Когда Маша, в обертке снежного полотенца, вышла – и снова поймал я это ощущение абсолютной невозможности происходящего, попутно отметив, что в жизни она много красивее, чем на фото – в ванную отправился я. На этот раз я все же смог собраться и худо-бедно, потратив на это никак не менее получаса, осилил бритье. После я мыл, чистил, отскребал себя ещё полчаса, закончив контрастным душем – и, изучая в зеркале свою угрюмую жестковатую физиономию и все еще спортивное тело (спорту я отдал когда-то немало сил, в свободное от водки, разумеется, время), пришёл к выводу, что выгляжу почти нормально, насколько это вообще возможно на третий запойный день. «Нормально» означает, что походил я тогда на агрессивного кота, сильно изодранного в недавних стычках и подлатанного кое-как и наспех.

А дальше, дальше… Дальше было нежно, нежно и хорошо, и страстно, и хорошо, и ещё, ещё, ещё, и какое-то время я держался молодцом, я даже забыл про эту чёртову, запрятанную в шкафу за гладильной доской водку, и чувства, во всей своей изощренности, пусть и на краткое время, но вернулись ко мне, я владел сокровищем и знал, что владею им, и поражался лишь, какая белая, нежно-белая у нее кожа (почему белая, ведь она из зацелованной солнцем Испании?) – и повторялось все снова и снова, и почти без пауз, и мы вряд ли разговаривали, потому что в словах не было нужды, да и времени не было на какие-то там разговоры, ведь на следующий день она уезжала, и вообще: тогдашнее состояние своё я мог бы определить как длительное, беспрерывное и острое ощущения счастья, равного которому мне не доводилось еще знать в своей тёмной, как чулан, жизни…

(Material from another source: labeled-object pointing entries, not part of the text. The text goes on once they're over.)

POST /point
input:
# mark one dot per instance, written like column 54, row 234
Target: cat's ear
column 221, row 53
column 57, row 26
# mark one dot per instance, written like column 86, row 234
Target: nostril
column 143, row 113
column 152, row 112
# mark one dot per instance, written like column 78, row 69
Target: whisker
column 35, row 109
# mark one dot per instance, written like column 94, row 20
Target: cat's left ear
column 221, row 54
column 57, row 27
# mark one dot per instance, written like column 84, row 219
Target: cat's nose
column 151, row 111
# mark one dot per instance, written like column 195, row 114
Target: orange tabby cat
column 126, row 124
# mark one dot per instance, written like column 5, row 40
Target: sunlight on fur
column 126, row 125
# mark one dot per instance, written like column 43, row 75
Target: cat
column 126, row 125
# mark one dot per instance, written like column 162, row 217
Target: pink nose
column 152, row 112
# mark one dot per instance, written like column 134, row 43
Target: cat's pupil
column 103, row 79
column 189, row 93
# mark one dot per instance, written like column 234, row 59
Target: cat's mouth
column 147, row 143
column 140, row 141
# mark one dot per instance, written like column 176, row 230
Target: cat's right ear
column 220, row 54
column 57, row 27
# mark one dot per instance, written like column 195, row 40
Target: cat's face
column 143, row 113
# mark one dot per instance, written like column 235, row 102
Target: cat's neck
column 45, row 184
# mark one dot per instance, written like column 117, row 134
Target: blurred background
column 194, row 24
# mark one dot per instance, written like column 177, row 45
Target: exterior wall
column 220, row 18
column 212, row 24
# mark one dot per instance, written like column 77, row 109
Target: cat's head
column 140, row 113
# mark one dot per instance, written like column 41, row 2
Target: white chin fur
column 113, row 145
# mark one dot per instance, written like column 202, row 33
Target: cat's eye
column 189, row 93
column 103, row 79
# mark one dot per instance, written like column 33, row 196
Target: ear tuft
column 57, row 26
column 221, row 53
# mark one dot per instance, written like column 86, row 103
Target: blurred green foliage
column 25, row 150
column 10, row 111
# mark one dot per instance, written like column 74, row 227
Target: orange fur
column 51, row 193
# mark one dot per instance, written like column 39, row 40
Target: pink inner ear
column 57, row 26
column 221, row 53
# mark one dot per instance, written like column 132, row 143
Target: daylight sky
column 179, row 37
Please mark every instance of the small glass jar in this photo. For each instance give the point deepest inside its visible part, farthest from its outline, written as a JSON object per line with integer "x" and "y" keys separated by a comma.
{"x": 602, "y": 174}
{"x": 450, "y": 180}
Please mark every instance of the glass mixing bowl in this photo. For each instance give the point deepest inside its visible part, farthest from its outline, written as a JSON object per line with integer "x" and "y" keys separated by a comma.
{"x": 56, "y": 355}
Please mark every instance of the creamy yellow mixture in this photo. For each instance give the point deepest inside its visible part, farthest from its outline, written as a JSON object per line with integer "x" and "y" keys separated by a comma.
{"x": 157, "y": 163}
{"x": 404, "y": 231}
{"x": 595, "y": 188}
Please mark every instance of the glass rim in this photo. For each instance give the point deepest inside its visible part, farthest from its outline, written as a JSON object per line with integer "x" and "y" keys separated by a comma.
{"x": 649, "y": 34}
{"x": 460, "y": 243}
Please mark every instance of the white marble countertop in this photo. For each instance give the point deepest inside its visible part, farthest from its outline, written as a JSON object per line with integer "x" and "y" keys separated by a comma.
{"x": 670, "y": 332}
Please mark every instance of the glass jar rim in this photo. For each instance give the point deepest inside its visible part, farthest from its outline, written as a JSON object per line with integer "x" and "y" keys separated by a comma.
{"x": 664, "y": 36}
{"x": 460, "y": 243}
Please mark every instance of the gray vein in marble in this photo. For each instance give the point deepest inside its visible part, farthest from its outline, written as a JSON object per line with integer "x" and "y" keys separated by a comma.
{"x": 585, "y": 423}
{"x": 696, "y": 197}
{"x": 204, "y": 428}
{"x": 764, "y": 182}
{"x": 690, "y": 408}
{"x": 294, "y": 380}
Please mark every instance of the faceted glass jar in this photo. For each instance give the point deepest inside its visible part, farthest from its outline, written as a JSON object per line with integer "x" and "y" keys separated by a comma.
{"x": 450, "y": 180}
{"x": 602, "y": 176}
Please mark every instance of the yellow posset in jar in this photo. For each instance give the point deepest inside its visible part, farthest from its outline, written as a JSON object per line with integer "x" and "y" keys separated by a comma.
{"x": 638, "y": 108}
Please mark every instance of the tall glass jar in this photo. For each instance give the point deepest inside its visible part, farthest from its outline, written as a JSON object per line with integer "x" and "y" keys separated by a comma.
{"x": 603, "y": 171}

…А потом я открыл глаза в убогой, провонявшей табаком и перегаром дыре и понял, что нахожусь у себя дома – и абсолютно один. Последнее, что удержала память – вино из высоких бокалов и теплое чудо Машиного тела – рядом с моим. Но я и без того отлично знал, как развивались события. Когда Маша уснула, я встал, прикончил вино и, закусывая каждую рюмку сигаретой, уговорил к середине ночи и водку. Силы у меня были уже не те, что в восемнадцать лет – и, проснувшись утром, Маша нашла меня, храпящего, в кресле – и в привычном алкогольном беспамятстве. Она собралась, вызвала такси, отвезла меня домой, с помощью сердобольного таксиста выгрузила в постель – и поехала на вокзал со странным чувством освобождения.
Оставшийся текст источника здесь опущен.